When students enter my classroom, the first thing they do is check to see where they left off last class. From there, they read the next instruction and make a decision about whether they want to work independently or collaboratively. Having made their choice, they signal it to their classmates with a paper cut-out of either the number 1 or 2: students use the 1 to signal to their classmates that they would like to work independently; students use the 2 to signal to their classmates that they would like to work collaboratively.

The fluid, organic nature of this system has myriad advantages over the more static traditional model of group work:

The development of metacognition and personal management skills

Metacognition and personal management skills are essential both in school and the workplace. Flexible grouping helps to develop these skills as students need to think about where they are in their learning, what the task demands, and how they learn best. Only when these questions are answered can students make a choice about whether to work independently or collaboratively. Over time, students begin to identify and refine their own best paths for accomplishing their work, as they begin to become increasingly aware of who they are as a learner.

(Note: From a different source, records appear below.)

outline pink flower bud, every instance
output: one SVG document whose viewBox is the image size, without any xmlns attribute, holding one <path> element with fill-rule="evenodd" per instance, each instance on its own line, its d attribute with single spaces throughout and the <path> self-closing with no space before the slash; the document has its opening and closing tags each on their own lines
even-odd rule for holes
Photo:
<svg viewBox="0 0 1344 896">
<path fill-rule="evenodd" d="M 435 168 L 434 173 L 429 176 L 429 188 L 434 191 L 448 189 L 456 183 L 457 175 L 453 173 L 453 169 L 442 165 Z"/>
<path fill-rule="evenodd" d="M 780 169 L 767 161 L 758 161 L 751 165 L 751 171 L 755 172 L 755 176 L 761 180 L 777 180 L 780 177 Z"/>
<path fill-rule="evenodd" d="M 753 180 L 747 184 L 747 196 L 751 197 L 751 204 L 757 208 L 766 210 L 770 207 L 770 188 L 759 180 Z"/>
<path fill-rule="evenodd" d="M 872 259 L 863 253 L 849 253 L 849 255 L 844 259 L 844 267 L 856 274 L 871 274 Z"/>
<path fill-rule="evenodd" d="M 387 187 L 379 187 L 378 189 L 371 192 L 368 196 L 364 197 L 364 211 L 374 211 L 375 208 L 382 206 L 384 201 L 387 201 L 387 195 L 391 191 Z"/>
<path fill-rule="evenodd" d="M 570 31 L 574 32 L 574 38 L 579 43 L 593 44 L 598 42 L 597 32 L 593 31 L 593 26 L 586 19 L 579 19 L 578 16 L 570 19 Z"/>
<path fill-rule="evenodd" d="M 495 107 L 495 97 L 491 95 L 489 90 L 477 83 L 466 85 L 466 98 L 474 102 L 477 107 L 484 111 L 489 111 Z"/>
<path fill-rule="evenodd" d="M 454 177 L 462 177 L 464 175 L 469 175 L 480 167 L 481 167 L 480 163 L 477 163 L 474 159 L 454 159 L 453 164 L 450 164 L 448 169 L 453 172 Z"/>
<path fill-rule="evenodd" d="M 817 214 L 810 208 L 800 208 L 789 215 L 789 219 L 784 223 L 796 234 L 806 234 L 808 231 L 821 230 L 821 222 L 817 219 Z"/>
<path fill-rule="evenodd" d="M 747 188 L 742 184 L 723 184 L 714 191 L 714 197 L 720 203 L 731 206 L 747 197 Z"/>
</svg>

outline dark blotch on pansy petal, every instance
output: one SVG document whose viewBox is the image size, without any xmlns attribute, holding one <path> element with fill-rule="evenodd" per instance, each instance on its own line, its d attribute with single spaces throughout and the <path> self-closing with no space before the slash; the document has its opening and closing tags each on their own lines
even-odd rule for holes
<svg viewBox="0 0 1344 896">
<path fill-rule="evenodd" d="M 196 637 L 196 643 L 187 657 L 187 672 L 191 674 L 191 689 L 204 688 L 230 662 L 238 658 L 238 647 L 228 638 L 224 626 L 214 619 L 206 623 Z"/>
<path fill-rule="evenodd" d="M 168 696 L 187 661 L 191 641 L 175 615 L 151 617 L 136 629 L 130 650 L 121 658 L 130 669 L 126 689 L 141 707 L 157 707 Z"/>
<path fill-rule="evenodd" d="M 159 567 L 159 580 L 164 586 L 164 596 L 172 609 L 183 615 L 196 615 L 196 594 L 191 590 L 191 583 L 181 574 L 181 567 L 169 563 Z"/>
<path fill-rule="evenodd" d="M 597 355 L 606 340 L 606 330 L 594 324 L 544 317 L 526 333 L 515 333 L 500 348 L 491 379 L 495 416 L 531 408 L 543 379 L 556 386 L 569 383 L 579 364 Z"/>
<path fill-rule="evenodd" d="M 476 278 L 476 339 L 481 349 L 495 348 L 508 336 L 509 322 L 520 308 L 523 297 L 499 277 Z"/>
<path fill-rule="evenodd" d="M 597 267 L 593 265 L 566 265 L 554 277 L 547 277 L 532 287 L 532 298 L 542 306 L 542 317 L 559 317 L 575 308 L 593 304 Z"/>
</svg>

Student-owned flexible learning spaces

When a student chooses to work independently or collaboratively, they must also make a decision about where to work. In this way, individuals, partners, and small groups must manipulate the environment to optimize learning. As you can see from the photos, students make personal decisions about where to work and truly make the space their own.

Peer experts

With flexible grouping, expertise becomes a public resource. In my class, there’s a list of skills I identify as being relevant to success on a given assignment. Over the course of their work on this assignment, students identify themselves as experts on one or multiple of these skills. Students who might be looking to collaborate can reference this chart and meet with a peer expert to engage in a conversation or run through a peer-editing protocol.

Learning, not lethargy

We know how powerful stasis can be, so students who start class working independently may be inclined to work independently for the entire class. For this reason, we have a saying in my class: “Learning, not lethargy.” The decision-making in flexible grouping is therefore not a once-off, but rather is an ongoing series of decisions. Students must make continual choices about whether to work independently, with a partner, or in a group, according to the instruction/task at hand, and not the project as a whole.

Learning comes first

When it comes to a traditional style of group work, students often have to deal with issues unrelated to their learning, including interpersonal relationships, absences, and groupthink. But with flexible grouping, the learning comes first. Students form and disband groups according to the task, so these issues are nullified.

But learning isn’t the only factor:

Especially in a middle school, we need to account for the social-emotional aspects of learning. Sometimes, students just need a little bit of alone time. In a flexible grouping model, students can work independently without drawing attention to themselves. For students who may be feeling a bit more social on a given day, they, too, can scratch this itch without disrupting learning. In this way, flexible grouping accounts for both introverts and extroverts.

When it comes to personalized learning, we’ve come a long way in allowing students choice in terms of the what, where, and when of their learning, but what are we doing to allow students choice when it comes to the “who”?